11. A method of forming a cellular stabilization and protective structure for protecting and/or strengthening an area of ground surface, or other underlaying material or items, comprising providing a plurality of discrete substantially similar moulds, and arranging the moulds in one layer with an open surface of the moulds being substantially aligned with one another to form an upper surface of the structure, the moulds being arranged in a close-packed hexagonal manner; the crosssection of the moulds being such that perforations are defined between the moulds, the collective arrangement of the moulds being such that the axes which are defined by their closepacked hexagonal collection passing through the central axis of each mould define three discrete sets of parallel axes which intersect one another at the centre points of the moulds, the moulds being coupled to one another in the structure such that moulds along all the axes in at least two of the sets are coupled to one another along said axes, the connection between a pair of moulds being by means of a flexible elongate member passing between the pair of moulds, covering the perforations and then filling the moulds with concrete.

12. A method according to Claim 11, in which an insert is provided which fits in the perforations between the moulds to block the perforation and once the moulds have been filled the insert is removed.

13. A method according to Claim 11, in which the method of filling the moulds comprises providing a collar which fits into the top of each mould and then providing a perforated sheet of polythene which is a tight fit around each collar of each mould, fitting the polythene sheet into place over each collar and then filling the moulds through the holes in the polythene and after completion removing the polythene together with the collars.

14. A cellular stabilization and protective structure arranged substantially as described herein, with reference to, and as illustrated in Figures 1, 3, 5, 11 and 12 of the accompanying drawings.

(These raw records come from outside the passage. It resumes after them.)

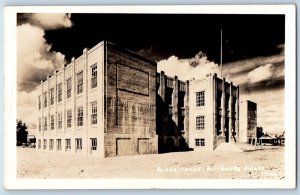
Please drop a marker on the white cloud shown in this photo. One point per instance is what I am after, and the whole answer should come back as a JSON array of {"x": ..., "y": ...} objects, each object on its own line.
[
  {"x": 35, "y": 61},
  {"x": 261, "y": 73},
  {"x": 197, "y": 67},
  {"x": 52, "y": 21}
]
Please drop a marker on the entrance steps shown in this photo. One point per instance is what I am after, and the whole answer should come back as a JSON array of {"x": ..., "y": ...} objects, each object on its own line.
[{"x": 228, "y": 147}]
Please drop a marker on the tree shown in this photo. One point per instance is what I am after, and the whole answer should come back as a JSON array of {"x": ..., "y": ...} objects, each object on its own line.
[
  {"x": 259, "y": 132},
  {"x": 21, "y": 132}
]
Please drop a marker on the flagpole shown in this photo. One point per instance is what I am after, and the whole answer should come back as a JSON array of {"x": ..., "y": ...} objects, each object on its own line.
[{"x": 221, "y": 56}]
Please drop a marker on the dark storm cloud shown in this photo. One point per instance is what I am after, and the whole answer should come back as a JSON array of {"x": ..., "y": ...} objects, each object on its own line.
[{"x": 159, "y": 36}]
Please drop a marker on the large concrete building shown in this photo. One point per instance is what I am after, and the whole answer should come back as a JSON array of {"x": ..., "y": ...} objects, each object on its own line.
[
  {"x": 111, "y": 101},
  {"x": 103, "y": 103},
  {"x": 213, "y": 113},
  {"x": 248, "y": 122},
  {"x": 172, "y": 113}
]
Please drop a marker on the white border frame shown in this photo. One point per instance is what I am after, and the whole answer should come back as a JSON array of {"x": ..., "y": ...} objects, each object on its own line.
[{"x": 10, "y": 180}]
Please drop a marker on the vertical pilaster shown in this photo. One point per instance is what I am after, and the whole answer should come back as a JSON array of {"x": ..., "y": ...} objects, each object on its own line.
[
  {"x": 175, "y": 101},
  {"x": 186, "y": 117},
  {"x": 230, "y": 114},
  {"x": 237, "y": 109},
  {"x": 86, "y": 100},
  {"x": 163, "y": 85},
  {"x": 223, "y": 108}
]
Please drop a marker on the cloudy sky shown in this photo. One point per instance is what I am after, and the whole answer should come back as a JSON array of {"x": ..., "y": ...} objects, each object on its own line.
[{"x": 186, "y": 45}]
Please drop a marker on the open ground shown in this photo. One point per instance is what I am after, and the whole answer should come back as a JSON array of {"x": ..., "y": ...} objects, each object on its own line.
[{"x": 259, "y": 162}]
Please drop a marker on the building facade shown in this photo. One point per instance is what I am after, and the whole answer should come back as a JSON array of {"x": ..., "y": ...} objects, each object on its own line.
[
  {"x": 172, "y": 113},
  {"x": 103, "y": 103},
  {"x": 248, "y": 122},
  {"x": 213, "y": 113}
]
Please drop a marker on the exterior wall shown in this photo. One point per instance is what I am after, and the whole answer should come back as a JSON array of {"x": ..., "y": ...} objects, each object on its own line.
[
  {"x": 220, "y": 112},
  {"x": 248, "y": 122},
  {"x": 130, "y": 98},
  {"x": 171, "y": 115},
  {"x": 207, "y": 133},
  {"x": 86, "y": 131}
]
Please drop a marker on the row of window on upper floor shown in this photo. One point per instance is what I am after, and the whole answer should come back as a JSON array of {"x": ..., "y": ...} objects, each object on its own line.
[
  {"x": 78, "y": 144},
  {"x": 59, "y": 90},
  {"x": 68, "y": 117}
]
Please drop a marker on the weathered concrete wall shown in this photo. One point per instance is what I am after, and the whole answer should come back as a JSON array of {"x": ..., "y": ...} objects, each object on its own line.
[
  {"x": 83, "y": 64},
  {"x": 130, "y": 103},
  {"x": 171, "y": 123},
  {"x": 248, "y": 122}
]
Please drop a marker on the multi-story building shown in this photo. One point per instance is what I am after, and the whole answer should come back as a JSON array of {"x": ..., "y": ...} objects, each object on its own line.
[
  {"x": 213, "y": 112},
  {"x": 248, "y": 122},
  {"x": 172, "y": 113},
  {"x": 102, "y": 103}
]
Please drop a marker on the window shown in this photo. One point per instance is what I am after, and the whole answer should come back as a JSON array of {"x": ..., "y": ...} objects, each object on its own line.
[
  {"x": 59, "y": 92},
  {"x": 51, "y": 144},
  {"x": 93, "y": 143},
  {"x": 69, "y": 118},
  {"x": 200, "y": 142},
  {"x": 94, "y": 113},
  {"x": 40, "y": 103},
  {"x": 200, "y": 98},
  {"x": 45, "y": 99},
  {"x": 80, "y": 116},
  {"x": 79, "y": 82},
  {"x": 39, "y": 144},
  {"x": 69, "y": 88},
  {"x": 40, "y": 124},
  {"x": 44, "y": 144},
  {"x": 94, "y": 76},
  {"x": 45, "y": 124},
  {"x": 59, "y": 118},
  {"x": 78, "y": 144},
  {"x": 58, "y": 144},
  {"x": 68, "y": 145},
  {"x": 52, "y": 96},
  {"x": 52, "y": 122},
  {"x": 200, "y": 123}
]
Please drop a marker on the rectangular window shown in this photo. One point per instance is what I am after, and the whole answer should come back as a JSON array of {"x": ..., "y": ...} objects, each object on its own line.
[
  {"x": 59, "y": 92},
  {"x": 79, "y": 83},
  {"x": 94, "y": 113},
  {"x": 68, "y": 145},
  {"x": 45, "y": 124},
  {"x": 94, "y": 76},
  {"x": 78, "y": 144},
  {"x": 40, "y": 103},
  {"x": 58, "y": 144},
  {"x": 40, "y": 124},
  {"x": 44, "y": 144},
  {"x": 200, "y": 123},
  {"x": 69, "y": 118},
  {"x": 51, "y": 96},
  {"x": 93, "y": 143},
  {"x": 200, "y": 98},
  {"x": 52, "y": 122},
  {"x": 69, "y": 87},
  {"x": 80, "y": 116},
  {"x": 59, "y": 118},
  {"x": 51, "y": 144},
  {"x": 39, "y": 144},
  {"x": 200, "y": 142},
  {"x": 45, "y": 99}
]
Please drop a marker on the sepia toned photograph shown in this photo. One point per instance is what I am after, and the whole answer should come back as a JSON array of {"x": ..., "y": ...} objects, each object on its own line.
[{"x": 160, "y": 96}]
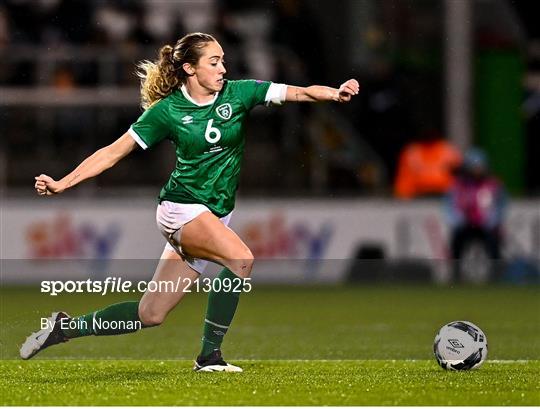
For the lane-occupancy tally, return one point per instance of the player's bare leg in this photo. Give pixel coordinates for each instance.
(208, 238)
(151, 310)
(155, 305)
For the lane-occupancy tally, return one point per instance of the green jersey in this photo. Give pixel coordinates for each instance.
(209, 142)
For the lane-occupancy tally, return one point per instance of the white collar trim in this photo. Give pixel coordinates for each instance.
(188, 97)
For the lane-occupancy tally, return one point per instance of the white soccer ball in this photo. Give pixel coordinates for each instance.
(459, 346)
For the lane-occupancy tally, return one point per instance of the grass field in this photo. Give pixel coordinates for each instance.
(298, 346)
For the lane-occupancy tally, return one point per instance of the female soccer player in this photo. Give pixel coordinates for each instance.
(187, 100)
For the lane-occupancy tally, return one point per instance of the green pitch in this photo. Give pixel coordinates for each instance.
(297, 345)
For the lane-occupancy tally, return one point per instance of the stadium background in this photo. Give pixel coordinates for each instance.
(316, 201)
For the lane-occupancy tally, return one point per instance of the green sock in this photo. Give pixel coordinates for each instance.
(121, 318)
(219, 314)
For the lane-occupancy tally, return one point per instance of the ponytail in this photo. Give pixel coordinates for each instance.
(158, 79)
(162, 77)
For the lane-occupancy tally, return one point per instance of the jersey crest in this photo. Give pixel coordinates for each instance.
(224, 111)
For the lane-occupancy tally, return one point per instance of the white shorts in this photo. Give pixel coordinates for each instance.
(171, 218)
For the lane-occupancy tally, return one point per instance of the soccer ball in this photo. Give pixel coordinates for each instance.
(459, 346)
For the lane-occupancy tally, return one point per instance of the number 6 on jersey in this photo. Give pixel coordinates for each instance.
(212, 130)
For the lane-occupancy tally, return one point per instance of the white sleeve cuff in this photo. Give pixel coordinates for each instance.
(276, 94)
(137, 138)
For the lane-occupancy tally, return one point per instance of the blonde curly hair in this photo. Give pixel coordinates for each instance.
(161, 77)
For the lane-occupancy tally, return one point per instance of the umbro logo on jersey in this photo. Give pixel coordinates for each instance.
(224, 111)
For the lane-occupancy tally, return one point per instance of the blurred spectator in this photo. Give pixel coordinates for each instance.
(475, 208)
(426, 167)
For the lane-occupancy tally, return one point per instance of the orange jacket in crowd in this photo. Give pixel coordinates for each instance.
(426, 168)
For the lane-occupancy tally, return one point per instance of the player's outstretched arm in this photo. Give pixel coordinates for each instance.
(95, 164)
(316, 93)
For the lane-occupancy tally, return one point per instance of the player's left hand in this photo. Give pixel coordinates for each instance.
(347, 90)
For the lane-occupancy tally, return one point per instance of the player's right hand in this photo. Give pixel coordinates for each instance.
(46, 185)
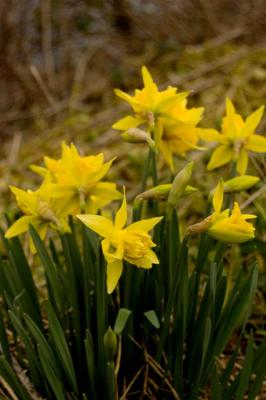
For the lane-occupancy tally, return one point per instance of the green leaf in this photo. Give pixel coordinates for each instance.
(90, 359)
(9, 375)
(34, 365)
(50, 269)
(3, 340)
(51, 376)
(43, 344)
(17, 255)
(152, 318)
(61, 347)
(259, 369)
(246, 370)
(121, 320)
(216, 387)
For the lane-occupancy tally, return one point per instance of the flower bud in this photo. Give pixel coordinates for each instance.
(240, 183)
(110, 344)
(179, 185)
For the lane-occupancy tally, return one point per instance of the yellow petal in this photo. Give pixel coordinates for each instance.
(167, 153)
(127, 123)
(101, 225)
(121, 215)
(21, 226)
(242, 162)
(148, 82)
(112, 256)
(147, 261)
(38, 170)
(231, 118)
(256, 143)
(222, 155)
(252, 122)
(218, 196)
(126, 97)
(114, 272)
(106, 191)
(144, 225)
(96, 176)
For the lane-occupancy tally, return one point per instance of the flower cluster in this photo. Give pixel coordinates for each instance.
(74, 185)
(71, 185)
(165, 116)
(226, 226)
(132, 243)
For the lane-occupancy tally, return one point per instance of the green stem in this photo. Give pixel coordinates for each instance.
(170, 302)
(101, 306)
(110, 380)
(146, 169)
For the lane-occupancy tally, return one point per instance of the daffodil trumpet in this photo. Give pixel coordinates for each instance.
(131, 243)
(226, 226)
(236, 139)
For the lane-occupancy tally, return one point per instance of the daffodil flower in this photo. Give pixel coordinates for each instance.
(39, 212)
(236, 139)
(132, 243)
(166, 113)
(76, 180)
(147, 103)
(223, 225)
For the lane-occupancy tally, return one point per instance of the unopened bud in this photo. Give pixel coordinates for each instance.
(159, 192)
(136, 135)
(240, 183)
(179, 185)
(110, 344)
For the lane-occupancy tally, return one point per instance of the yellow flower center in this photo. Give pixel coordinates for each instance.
(136, 244)
(238, 145)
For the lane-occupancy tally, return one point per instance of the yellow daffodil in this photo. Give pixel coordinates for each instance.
(236, 139)
(76, 179)
(223, 225)
(171, 124)
(177, 139)
(132, 243)
(147, 103)
(39, 212)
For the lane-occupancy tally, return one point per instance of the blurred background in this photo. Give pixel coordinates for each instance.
(60, 61)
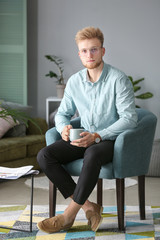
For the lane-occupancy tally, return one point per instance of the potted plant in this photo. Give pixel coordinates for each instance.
(136, 88)
(60, 86)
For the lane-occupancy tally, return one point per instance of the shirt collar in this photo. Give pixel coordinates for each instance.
(102, 76)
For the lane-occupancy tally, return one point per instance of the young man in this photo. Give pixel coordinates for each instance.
(104, 98)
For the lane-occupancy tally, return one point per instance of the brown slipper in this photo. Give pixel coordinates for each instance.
(95, 219)
(54, 224)
(97, 209)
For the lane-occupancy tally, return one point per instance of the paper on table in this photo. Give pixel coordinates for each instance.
(14, 173)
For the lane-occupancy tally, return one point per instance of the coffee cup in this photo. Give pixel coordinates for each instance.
(75, 133)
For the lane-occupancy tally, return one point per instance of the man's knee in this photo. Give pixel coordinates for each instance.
(41, 156)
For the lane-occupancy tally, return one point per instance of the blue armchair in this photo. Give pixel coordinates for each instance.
(132, 152)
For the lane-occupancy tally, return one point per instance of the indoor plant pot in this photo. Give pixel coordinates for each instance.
(60, 79)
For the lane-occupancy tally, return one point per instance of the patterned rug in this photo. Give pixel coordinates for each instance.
(18, 217)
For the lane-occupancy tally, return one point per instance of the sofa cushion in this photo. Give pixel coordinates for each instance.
(11, 149)
(6, 123)
(33, 144)
(16, 131)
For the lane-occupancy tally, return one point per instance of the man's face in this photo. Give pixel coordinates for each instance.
(91, 52)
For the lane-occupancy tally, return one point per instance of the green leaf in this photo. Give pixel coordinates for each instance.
(137, 81)
(145, 95)
(136, 88)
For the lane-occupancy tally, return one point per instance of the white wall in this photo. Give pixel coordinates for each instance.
(132, 41)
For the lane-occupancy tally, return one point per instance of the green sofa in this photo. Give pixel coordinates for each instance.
(22, 150)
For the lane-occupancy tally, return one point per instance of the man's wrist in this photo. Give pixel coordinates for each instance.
(97, 138)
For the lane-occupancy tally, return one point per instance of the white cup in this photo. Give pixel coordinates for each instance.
(75, 133)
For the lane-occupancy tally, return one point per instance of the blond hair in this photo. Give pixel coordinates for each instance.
(89, 33)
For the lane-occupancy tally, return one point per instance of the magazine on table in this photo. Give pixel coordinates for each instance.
(15, 173)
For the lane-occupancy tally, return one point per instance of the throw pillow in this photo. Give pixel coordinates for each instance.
(18, 106)
(6, 124)
(16, 131)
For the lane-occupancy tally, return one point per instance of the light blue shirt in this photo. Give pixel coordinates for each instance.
(106, 107)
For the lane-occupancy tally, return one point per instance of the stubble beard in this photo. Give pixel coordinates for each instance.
(93, 65)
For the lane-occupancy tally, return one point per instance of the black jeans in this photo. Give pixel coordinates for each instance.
(52, 157)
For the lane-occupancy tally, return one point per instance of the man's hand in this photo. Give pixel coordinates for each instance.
(86, 140)
(65, 132)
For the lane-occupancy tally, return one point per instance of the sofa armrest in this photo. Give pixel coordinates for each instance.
(33, 130)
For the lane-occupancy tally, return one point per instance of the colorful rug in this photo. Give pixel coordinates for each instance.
(18, 217)
(42, 182)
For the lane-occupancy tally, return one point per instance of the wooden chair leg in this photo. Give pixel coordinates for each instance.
(120, 202)
(52, 199)
(141, 194)
(100, 191)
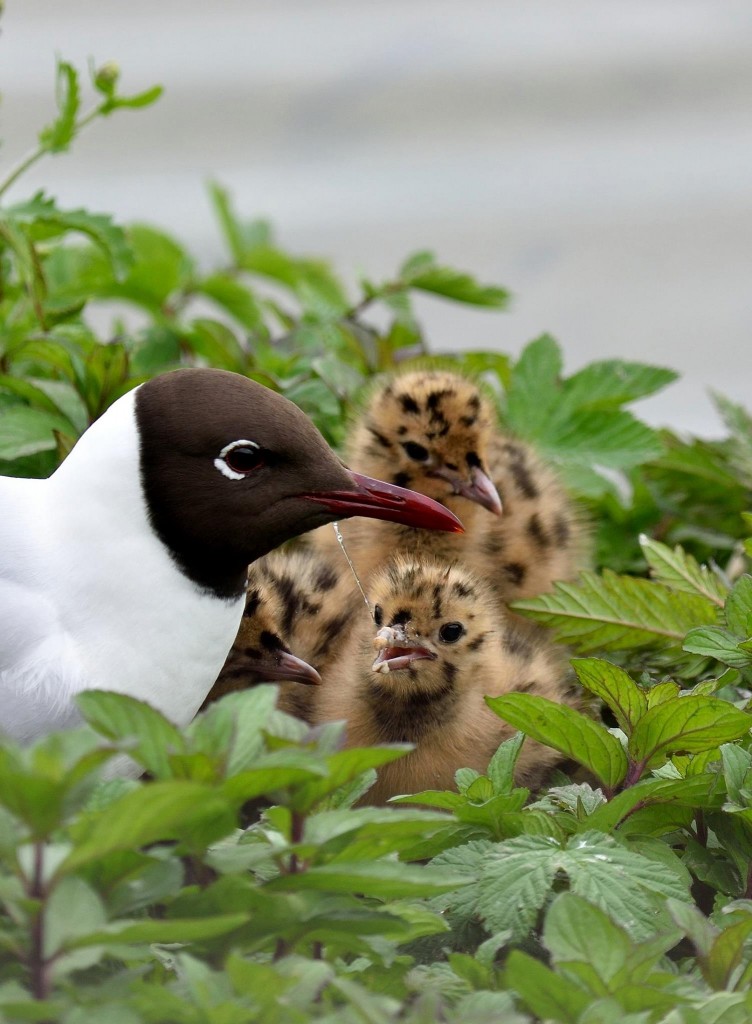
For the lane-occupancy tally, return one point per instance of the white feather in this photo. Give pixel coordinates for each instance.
(89, 596)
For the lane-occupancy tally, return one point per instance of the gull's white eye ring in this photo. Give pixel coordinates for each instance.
(239, 459)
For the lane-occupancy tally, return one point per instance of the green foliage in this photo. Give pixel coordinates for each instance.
(243, 881)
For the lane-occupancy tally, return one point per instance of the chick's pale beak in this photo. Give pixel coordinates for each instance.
(378, 500)
(287, 667)
(395, 651)
(478, 488)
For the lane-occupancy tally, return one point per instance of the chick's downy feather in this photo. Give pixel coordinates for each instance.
(442, 645)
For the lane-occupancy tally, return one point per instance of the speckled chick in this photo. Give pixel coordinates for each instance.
(435, 431)
(298, 604)
(442, 644)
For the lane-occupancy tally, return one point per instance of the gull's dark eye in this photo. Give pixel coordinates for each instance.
(239, 459)
(244, 460)
(416, 452)
(451, 632)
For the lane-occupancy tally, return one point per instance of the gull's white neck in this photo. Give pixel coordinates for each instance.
(131, 621)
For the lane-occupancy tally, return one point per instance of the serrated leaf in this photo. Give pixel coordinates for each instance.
(514, 883)
(455, 285)
(725, 954)
(593, 437)
(26, 431)
(566, 730)
(626, 884)
(739, 607)
(534, 389)
(712, 641)
(57, 135)
(575, 930)
(547, 994)
(238, 300)
(41, 211)
(615, 688)
(680, 571)
(123, 718)
(615, 612)
(688, 724)
(386, 880)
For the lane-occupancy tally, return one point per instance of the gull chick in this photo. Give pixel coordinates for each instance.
(298, 607)
(442, 644)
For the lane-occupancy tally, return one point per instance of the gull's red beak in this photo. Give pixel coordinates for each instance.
(378, 500)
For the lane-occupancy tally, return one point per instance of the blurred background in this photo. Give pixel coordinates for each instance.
(592, 156)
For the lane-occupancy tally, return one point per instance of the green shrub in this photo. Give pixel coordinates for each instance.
(145, 901)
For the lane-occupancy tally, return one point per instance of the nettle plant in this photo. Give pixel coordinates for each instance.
(240, 880)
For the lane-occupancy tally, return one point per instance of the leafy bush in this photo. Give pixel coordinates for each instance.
(627, 898)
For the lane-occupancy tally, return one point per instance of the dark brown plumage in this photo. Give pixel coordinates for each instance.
(255, 468)
(435, 431)
(299, 607)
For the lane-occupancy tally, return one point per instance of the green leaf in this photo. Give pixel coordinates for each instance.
(135, 101)
(550, 996)
(161, 266)
(125, 931)
(25, 431)
(575, 930)
(615, 688)
(73, 910)
(726, 952)
(534, 388)
(592, 437)
(57, 135)
(238, 300)
(712, 641)
(41, 211)
(679, 570)
(501, 766)
(385, 880)
(566, 730)
(611, 383)
(687, 724)
(217, 345)
(123, 718)
(630, 885)
(429, 276)
(739, 607)
(615, 612)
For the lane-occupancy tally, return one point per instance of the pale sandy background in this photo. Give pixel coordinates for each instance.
(593, 156)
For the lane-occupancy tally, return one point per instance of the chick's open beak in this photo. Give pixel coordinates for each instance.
(397, 651)
(478, 487)
(378, 500)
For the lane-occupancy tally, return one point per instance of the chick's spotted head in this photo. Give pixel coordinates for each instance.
(431, 621)
(429, 430)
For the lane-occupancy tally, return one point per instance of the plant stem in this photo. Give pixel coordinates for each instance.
(42, 151)
(38, 966)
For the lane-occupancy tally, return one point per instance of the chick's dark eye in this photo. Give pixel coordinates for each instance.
(239, 459)
(416, 452)
(451, 632)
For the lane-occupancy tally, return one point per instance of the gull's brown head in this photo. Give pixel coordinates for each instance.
(231, 469)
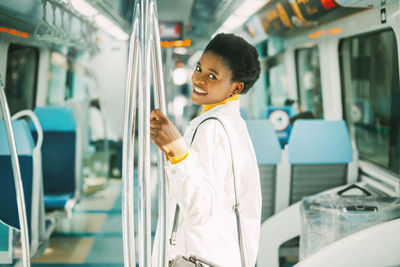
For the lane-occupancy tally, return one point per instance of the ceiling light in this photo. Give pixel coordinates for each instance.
(233, 22)
(84, 8)
(248, 8)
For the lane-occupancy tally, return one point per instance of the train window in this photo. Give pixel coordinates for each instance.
(275, 79)
(22, 65)
(309, 80)
(371, 96)
(78, 82)
(58, 79)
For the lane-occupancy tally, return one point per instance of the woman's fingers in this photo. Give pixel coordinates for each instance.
(158, 115)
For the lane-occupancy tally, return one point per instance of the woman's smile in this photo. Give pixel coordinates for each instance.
(212, 80)
(199, 91)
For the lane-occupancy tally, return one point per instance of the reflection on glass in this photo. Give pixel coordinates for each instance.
(370, 82)
(309, 80)
(58, 79)
(22, 64)
(276, 80)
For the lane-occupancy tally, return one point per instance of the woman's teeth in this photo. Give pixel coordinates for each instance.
(198, 90)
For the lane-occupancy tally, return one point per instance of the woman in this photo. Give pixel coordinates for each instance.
(199, 173)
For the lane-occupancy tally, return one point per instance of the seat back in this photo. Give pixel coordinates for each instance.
(319, 153)
(8, 199)
(268, 153)
(58, 150)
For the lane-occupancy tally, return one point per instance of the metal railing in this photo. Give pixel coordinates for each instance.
(19, 190)
(144, 63)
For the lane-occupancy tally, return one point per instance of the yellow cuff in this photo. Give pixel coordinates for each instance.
(179, 158)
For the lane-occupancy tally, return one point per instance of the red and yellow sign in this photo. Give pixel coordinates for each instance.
(14, 32)
(179, 43)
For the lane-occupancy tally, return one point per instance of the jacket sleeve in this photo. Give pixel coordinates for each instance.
(197, 182)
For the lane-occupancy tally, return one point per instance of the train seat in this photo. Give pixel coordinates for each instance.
(319, 153)
(58, 156)
(8, 202)
(268, 153)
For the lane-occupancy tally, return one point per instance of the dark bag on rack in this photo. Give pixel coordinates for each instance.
(192, 261)
(327, 218)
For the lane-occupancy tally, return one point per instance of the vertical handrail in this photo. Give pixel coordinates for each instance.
(159, 102)
(144, 142)
(144, 56)
(129, 142)
(19, 190)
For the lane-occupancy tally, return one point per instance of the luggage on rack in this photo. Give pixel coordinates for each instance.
(326, 218)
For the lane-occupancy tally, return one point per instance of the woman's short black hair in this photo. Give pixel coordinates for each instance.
(240, 56)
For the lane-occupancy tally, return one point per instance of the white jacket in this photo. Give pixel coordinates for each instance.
(202, 185)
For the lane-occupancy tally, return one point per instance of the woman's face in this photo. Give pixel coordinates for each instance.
(212, 80)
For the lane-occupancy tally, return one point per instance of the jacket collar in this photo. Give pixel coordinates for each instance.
(232, 107)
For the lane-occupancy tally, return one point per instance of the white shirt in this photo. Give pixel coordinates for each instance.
(202, 185)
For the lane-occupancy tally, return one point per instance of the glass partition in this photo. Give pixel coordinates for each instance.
(371, 96)
(309, 81)
(22, 64)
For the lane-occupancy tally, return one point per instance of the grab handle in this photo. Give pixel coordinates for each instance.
(354, 186)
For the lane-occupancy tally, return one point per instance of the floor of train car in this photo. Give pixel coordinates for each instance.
(92, 236)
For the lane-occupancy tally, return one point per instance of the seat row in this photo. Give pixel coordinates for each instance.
(48, 153)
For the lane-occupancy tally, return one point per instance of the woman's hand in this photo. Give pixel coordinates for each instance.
(165, 135)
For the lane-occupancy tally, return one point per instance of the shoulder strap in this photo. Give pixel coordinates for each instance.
(235, 206)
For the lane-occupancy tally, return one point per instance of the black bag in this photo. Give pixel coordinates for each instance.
(192, 261)
(327, 218)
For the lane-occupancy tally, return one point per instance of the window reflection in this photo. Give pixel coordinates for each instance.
(58, 79)
(276, 80)
(309, 81)
(21, 75)
(370, 81)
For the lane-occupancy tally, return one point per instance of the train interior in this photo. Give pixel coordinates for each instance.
(324, 119)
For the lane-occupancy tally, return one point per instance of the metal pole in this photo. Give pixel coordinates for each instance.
(129, 143)
(19, 190)
(144, 142)
(159, 102)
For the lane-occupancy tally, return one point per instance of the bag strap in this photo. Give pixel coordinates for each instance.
(235, 206)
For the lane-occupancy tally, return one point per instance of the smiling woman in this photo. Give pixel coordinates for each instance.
(213, 167)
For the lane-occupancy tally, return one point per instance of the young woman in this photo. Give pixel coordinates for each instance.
(200, 164)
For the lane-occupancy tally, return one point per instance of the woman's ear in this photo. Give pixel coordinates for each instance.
(238, 87)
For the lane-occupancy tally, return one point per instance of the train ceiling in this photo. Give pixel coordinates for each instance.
(200, 18)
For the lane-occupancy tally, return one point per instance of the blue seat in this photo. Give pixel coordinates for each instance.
(25, 145)
(319, 153)
(268, 153)
(58, 155)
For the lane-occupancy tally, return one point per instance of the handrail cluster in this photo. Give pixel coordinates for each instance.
(144, 63)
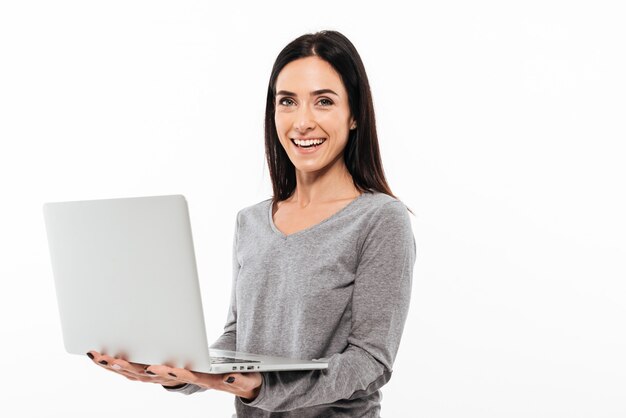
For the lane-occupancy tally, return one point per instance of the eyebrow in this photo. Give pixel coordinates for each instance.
(313, 93)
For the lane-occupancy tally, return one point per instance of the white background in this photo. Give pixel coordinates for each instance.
(501, 126)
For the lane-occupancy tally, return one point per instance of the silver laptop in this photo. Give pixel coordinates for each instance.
(127, 285)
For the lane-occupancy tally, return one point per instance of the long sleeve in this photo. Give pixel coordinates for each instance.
(228, 340)
(379, 305)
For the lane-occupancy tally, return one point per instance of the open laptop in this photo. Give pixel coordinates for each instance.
(127, 285)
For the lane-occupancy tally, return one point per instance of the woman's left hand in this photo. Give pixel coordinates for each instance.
(244, 385)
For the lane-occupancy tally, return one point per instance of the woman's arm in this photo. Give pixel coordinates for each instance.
(380, 303)
(228, 340)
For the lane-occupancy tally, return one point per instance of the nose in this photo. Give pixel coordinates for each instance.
(304, 120)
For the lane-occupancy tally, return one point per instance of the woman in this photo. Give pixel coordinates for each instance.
(324, 268)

15. A cellular stabilization and protective structure arranged substantially as described herein, with reference to, and as illustrated in Figure 1, when adapted in accordance with Figure 2 of the accompanying drawings.

16. A cellular stabilization and protective structure arranged substantially as described herein, with reference to, and as illustrated in Figure 1, when adapted in accordance with Figures 4 and 6 of the accompanying drawings.

17. A cellular stabilization and protective structure arranged substantially as described herein, with reference to, and as illustrated in Figure 1, when adapted in accordance with Figures 15 and 18 of the accompanying drawings.

18. A cellular stabilization and protective structure arranged substantially as described herein, with reference to, and as illustrated in Figure 1, when adapted in accordance with Figures 7, 8 or 9 of the accompanying drawings.